We further observed that iRhom2 expression in macrophages is induced by multiple atherogenic stimuli, including IFN-γ, oxidized LDL, and hydrogen peroxide, all of which are abundant within the atherosclerotic plaque microenvironment [
30,
31]. This inducibility underscores the dynamic regulation of iRhom2 under proatherogenic conditions and its pathophysiological relevance in atherosclerosis.
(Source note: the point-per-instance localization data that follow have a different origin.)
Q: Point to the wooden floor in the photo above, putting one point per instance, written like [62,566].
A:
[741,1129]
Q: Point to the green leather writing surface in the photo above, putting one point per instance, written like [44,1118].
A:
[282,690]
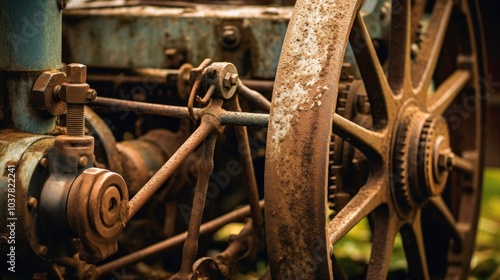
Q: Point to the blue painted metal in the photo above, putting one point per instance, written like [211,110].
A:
[30,37]
[137,37]
[30,42]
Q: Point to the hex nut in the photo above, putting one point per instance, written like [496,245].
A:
[74,93]
[231,37]
[77,73]
[91,94]
[43,98]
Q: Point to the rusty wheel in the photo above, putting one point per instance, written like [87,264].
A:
[424,146]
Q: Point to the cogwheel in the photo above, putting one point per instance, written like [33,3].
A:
[401,157]
[419,141]
[335,153]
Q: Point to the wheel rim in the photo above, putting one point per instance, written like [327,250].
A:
[409,187]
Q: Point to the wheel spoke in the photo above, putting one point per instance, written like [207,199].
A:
[447,92]
[374,79]
[369,142]
[425,63]
[417,11]
[413,242]
[399,46]
[363,203]
[444,217]
[385,228]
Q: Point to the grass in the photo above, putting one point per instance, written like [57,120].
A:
[486,260]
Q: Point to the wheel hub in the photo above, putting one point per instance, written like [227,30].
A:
[422,143]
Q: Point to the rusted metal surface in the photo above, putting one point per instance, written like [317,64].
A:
[206,228]
[298,135]
[148,190]
[205,168]
[225,117]
[44,98]
[254,97]
[411,147]
[252,188]
[105,150]
[96,211]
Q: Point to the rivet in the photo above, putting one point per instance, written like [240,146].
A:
[32,202]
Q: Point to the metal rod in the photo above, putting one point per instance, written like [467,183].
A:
[249,174]
[163,246]
[254,97]
[143,107]
[147,191]
[225,118]
[205,168]
[244,119]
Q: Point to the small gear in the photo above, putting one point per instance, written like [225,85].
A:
[400,174]
[419,141]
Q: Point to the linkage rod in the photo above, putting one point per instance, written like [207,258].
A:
[206,228]
[208,124]
[205,168]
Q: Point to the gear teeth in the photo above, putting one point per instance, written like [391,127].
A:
[334,175]
[400,176]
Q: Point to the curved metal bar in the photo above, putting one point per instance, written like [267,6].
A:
[167,244]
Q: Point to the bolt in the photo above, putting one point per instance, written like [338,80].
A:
[91,94]
[211,73]
[233,79]
[231,37]
[75,113]
[44,162]
[76,73]
[42,250]
[32,202]
[230,80]
[226,82]
[61,4]
[83,161]
[446,161]
[75,119]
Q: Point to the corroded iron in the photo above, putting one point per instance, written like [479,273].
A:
[408,143]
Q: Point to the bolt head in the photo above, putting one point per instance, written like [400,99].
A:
[44,162]
[231,37]
[233,79]
[83,161]
[226,82]
[43,250]
[91,94]
[76,73]
[33,202]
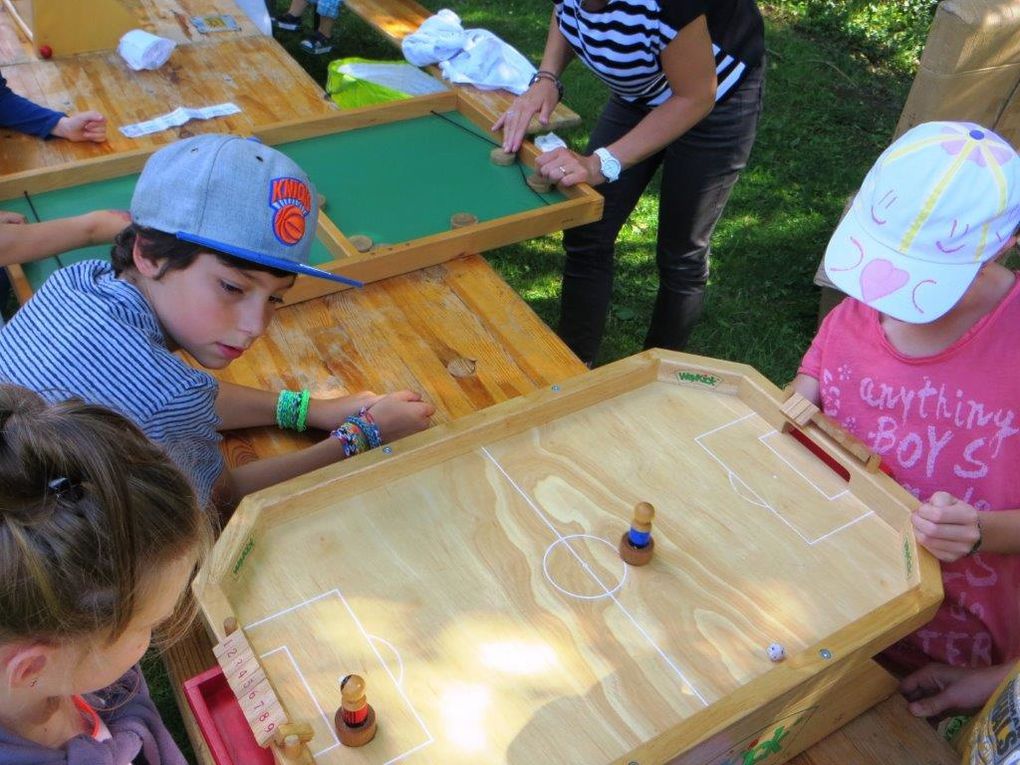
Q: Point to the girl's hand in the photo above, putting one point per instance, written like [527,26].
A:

Targeting inflammation in atherosclerosis has emerged as a therapeutic strategy to reduce cardiovascular risk beyond lipid lowering [
32,
33]. Our findings suggest that iRhom2 may represent a target to selectively modulate immune-driven inflammation from early stages of disease. Importantly, this approach preserves essential macrophage functions—proliferation, phagocytosis, survival, and polarization—while limiting pathological TNF-α-driven responses. Moreover, ADAM17-dependent processes in non-immune cells remain largely intact due to compensatory iRhom1 activity [
14], highlighting the potential for immune cell-specific intervention. By selectively dampening macrophage pro-inflammatory activity without broadly suppressing systemic immunity, iRhom2-targeted therapies may provide a precision strategy to limit atherogenesis while minimizing adverse effects associated with global TNF-α inhibition [
15,
34].
The limitations of our study include the in vitro nature of mechanistic assays, which may not fully capture the complexity of in vivo plaque microenvironments and may restrict the translational relevance of the findings. Furthermore, the relatively limited number of experimental replicates should be considered when interpreting the results. In addition, the use of an early 6 h timepoint for macrophage polarization may not capture the maximal induction of M2 markers with later induction kinetics, such as Arg1 and RetnIa. Future studies are warranted to further define the role of iRhom2 in macrophage–endothelial crosstalk and efferocytosis under complex inflammatory in vivo conditions. Macrophage-specific targeting of iRhom2 should be explored as a potential strategy to modulate vascular inflammation in a more selective manner. Further investigation is also required to determine whether iRhom2-targeted interventions exert comparable anti-inflammatory effects in human macrophages and to perform unbiased profiling of the iRhom2-regulated macrophage secretome, including the contribution of additional ADAM17 substrates.